The parties have a long and unique history that is important to understand the case. B&B Hardware sells a variety of fasteners in various industries under the mark “Sealtight.” Hargis sells fasteners exclusively used for portable buildings under the trademark “Sealtite.” B & B received a federal trademark registration, and the parties engaged in lengthy TTAB proceedings when Hargis tried to register its mark. In 1997, B & B filed suit for trademark infringement.
The jury returned a verdict for Hargis, finding that Sealtight was merely descriptive, and that judgment was affirmed in B & B Hardware, Inc. v. Hargis Industries, Inc., 252 F.3d 1010 (8th Cir. 2001). Hargis did not petition to cancel “Sealtight.” In 2006, “Sealtight” became incontestable, which eliminated the merely descriptive defense. B & B filed the instant action, and Hargis moved to dismiss on grounds of res judicata.

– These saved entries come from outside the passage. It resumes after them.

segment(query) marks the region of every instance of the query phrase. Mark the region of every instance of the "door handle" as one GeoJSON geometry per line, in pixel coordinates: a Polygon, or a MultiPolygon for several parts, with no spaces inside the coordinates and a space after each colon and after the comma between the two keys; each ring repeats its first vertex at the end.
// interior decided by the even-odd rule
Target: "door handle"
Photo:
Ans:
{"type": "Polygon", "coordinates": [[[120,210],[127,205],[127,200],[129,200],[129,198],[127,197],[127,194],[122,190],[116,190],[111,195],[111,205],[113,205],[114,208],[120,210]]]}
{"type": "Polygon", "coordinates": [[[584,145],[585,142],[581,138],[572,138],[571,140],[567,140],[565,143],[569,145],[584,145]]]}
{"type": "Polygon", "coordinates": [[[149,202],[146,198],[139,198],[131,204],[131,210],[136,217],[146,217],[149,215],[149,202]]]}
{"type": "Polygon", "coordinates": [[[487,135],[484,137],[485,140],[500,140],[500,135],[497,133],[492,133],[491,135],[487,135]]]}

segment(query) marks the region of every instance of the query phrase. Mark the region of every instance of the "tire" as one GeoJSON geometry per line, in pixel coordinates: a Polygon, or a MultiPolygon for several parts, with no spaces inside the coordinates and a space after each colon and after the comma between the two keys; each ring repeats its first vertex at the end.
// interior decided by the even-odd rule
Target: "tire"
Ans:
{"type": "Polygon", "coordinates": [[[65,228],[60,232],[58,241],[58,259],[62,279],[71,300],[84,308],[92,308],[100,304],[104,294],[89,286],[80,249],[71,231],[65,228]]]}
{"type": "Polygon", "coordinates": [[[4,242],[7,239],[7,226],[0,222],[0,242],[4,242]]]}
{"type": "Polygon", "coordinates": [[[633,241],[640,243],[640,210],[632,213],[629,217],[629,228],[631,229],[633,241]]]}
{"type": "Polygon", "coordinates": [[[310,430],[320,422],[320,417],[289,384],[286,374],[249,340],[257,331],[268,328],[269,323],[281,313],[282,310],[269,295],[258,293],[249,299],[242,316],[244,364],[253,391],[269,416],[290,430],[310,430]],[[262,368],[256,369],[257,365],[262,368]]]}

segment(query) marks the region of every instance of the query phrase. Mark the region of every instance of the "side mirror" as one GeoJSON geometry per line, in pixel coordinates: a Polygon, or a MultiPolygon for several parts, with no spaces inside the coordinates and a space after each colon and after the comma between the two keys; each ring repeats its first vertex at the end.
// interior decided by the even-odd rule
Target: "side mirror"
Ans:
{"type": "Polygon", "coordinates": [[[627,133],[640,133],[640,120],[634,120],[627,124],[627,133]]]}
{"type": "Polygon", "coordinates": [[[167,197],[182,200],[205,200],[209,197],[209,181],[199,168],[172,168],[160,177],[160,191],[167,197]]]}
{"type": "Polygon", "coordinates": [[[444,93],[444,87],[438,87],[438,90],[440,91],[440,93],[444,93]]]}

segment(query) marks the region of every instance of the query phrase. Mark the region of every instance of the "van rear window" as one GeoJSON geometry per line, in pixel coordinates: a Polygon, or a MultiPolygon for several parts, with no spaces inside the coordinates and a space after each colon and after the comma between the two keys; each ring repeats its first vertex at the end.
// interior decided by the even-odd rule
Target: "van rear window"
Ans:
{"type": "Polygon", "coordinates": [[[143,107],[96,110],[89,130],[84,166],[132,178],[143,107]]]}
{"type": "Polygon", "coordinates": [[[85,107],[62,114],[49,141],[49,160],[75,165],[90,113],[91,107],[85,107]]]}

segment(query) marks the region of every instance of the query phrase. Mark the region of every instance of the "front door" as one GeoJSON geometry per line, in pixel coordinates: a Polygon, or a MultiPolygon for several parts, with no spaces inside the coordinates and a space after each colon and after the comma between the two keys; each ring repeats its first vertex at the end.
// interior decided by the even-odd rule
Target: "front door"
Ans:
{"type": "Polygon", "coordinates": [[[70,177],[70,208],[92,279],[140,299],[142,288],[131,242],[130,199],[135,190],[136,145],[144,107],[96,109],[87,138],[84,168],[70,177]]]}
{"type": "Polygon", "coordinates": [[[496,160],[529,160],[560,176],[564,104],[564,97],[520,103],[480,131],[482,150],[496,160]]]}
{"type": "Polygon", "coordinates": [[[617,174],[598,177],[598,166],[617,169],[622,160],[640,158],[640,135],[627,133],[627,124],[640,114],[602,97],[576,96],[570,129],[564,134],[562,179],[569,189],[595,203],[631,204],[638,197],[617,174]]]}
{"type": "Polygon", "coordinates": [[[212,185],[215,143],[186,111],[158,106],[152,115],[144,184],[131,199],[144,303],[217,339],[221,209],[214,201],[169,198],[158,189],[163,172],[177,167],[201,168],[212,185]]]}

The court agreed with Hargis that incontestability alone does not create an exception to res judicata. The court held that while incontestability affects a trademark’s validity, it has no bearing on a trademark’s strength, and that the only recognized exception to res judicata for trademark infringement is a significant increase in strength over a significant amount of time. See Test Masters Educational Services v. Singh, 428 F.3d 559 (5th Cir. 2005). B & B failed to establish either of these two factors, and the court dismissed the complaint.